Advanced Acoustic Werkes – W900 (8BA/1DD, ~2100$)
Another hybrid construction, this time it comes from Singapore. The W900 has made a lot of fans in its young presence. In contrary to Jerry Harvey, AAW uses the dynamic driver in a more typical way – namely for bass. Dynamic drivers are known for their airy and organic bass. This is precisely what W900’s low end sounds like. Airy, organic but not too controlled. Lola manages her bass better, especially with her dial system. The W900 is of brighter and more balanced nature. It features a very extended upper region, but I have to say, it took me a very long time and Effect Audio’s Horus to really get into it, without it its upper treble can be harsh and piercing.

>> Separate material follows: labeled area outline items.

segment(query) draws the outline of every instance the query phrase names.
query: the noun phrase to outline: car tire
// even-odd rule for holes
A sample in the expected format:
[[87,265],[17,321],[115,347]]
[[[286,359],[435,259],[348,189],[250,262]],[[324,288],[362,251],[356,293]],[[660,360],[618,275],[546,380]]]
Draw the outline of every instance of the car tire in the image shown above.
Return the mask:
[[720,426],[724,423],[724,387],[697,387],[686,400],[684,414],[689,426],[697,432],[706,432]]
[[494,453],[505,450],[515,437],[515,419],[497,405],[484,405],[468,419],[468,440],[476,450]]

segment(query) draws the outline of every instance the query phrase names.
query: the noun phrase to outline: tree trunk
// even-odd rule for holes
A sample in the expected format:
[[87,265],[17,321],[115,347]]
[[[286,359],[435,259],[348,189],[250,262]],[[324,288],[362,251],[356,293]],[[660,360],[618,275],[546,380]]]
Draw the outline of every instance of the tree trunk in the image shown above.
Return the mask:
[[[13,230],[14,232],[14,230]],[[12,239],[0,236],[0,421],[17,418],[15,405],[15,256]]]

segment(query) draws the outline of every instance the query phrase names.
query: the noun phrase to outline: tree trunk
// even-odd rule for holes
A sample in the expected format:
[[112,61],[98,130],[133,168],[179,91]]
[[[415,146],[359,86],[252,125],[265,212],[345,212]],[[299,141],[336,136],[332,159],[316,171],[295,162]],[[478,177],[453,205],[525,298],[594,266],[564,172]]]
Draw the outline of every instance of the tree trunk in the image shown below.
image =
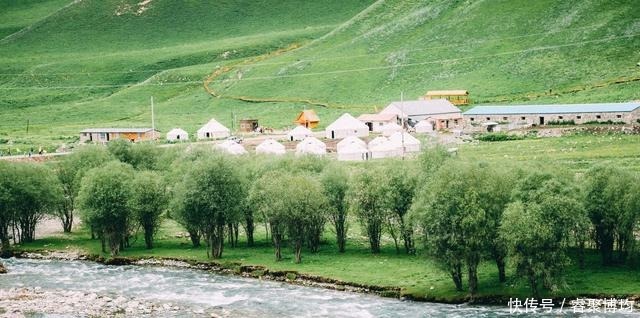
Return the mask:
[[302,241],[300,239],[296,240],[295,243],[295,254],[296,254],[296,264],[300,264],[302,262]]
[[253,223],[253,216],[245,218],[244,231],[247,234],[247,246],[252,247],[255,243],[253,241],[253,231],[255,230],[255,224]]
[[453,283],[456,285],[456,290],[462,291],[462,265],[460,263],[452,266],[451,279],[453,279]]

Lola’s stage is more intimate and closed where W900’s stretches more towards all directions. W900 also has better layering and rendering with a clearer image. But Lola definitely is the more enjoyable, the one that makes me want to kick back and relax, where the AAW often gets taken out after a short while because of its upper treble peak. Too bad really…

Campfire Audio – Vega (1DD, 1299$):
Vega and Lola aren’t too much apart, but Vega has a few downsides that Lola simply doesn’t have. The Campfire has a more piercing top which tends to show sibilance. Vega has a smaller sound stage that doesn’t stretch as wide as Lola’s. Their layering are about the same, but Lola does a better job at separating instruments. Vega is known for a rather bassy and hard hitting signature, while true there’s also another thing Vega’s bass is: boomy. Lola keeps her bass better in control as it doesn’t overshadow some of the lower mid area. Both have a very fun sound, but I always had my problems with Vega’s lows. They are too omnipresent for my taste. There’s nothing that doesn’t get affected by them. Mids are overshadowed and because of that treble also has to be more forward, which results in piercing notes. Lola has everything better managed, bass – mids – treble.

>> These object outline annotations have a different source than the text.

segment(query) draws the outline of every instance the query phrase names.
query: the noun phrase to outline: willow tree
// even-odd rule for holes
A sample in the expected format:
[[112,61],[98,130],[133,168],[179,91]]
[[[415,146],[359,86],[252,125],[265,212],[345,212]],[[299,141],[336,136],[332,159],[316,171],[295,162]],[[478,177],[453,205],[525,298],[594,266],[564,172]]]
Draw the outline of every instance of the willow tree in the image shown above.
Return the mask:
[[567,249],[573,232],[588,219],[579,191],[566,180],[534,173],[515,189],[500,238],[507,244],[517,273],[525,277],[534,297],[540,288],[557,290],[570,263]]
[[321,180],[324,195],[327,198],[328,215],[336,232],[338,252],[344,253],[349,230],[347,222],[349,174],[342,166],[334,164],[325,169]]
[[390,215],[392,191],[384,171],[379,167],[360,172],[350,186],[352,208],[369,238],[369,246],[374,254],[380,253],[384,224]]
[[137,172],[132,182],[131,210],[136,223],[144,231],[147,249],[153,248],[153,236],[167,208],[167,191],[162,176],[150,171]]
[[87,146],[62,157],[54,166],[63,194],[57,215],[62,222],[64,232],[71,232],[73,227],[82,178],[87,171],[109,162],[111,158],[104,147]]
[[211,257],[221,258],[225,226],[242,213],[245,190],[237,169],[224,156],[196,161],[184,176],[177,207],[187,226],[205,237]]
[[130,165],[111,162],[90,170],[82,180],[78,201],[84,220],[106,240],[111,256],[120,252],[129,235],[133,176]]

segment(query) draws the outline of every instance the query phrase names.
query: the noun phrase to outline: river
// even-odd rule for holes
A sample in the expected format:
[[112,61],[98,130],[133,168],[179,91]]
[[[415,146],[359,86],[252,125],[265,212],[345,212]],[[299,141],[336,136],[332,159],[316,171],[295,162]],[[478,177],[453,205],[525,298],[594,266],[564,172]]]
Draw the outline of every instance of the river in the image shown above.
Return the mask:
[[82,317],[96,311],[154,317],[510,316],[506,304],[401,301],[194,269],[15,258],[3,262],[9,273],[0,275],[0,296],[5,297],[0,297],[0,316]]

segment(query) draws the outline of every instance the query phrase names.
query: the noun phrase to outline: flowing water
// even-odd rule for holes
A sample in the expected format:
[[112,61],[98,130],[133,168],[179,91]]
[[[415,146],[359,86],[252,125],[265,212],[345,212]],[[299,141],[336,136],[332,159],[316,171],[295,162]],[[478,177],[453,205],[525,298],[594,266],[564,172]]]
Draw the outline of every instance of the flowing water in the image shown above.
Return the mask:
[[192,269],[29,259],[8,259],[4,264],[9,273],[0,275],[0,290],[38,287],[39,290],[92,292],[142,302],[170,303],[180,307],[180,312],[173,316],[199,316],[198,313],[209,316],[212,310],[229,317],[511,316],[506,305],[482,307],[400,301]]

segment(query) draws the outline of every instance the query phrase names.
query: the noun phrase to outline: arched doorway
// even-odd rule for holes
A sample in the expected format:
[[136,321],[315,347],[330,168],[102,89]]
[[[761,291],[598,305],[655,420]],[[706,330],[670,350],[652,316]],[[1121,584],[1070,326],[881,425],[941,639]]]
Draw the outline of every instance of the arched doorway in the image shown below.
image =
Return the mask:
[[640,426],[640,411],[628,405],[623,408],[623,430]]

Lola has made quite an impact, though it didn’t fully convince me at first, it has become one of the few monitors that makes me crave for more. Yes, it is not the most audiophile tuned monitor out there, but you will get one of the leading models when it comes to engagement and enjoyment! Lola can make your records sound great, even poor quality ones with its forgiving and warmer signature. Even for me, as someone who is looking for the finest details in music, Lola is something to purely enjoy the music. It for once is not about the technical capabilities but about kicking back and being overwhelmed by the raw power and emotion your music has hidden.

For this Lola deserves a well-earned recommendation for everyone looking for a warmer iem and everyone who seeks to relax with good audio. I’d say do yourself a favour and listen to one of your favourite rock albums with Lola, something that has raw power and energy in it, you will see how convincing Lola can be.

4.5/5 - (31 votes)


A daytime code monkey with a passion for audio and his kids, Linus tends to look at gear with a technical approach, trying to understand why certain things sound the way they do. When there is no music around, Linus goes the extra mile and annoys the hell out of his colleagues with low level beatboxing.


  • Reply December 9, 2017


    The Vega only sounds like that when it is not properly amped.

    • Reply December 11, 2017


      I have tried Vega with a number of different sources and amplifiers. I agree that it gets better when fed with more power, but for a flagship product it shouldn’t need additional drive to sound decent and it still doesn’t get to Lola levels even when amped.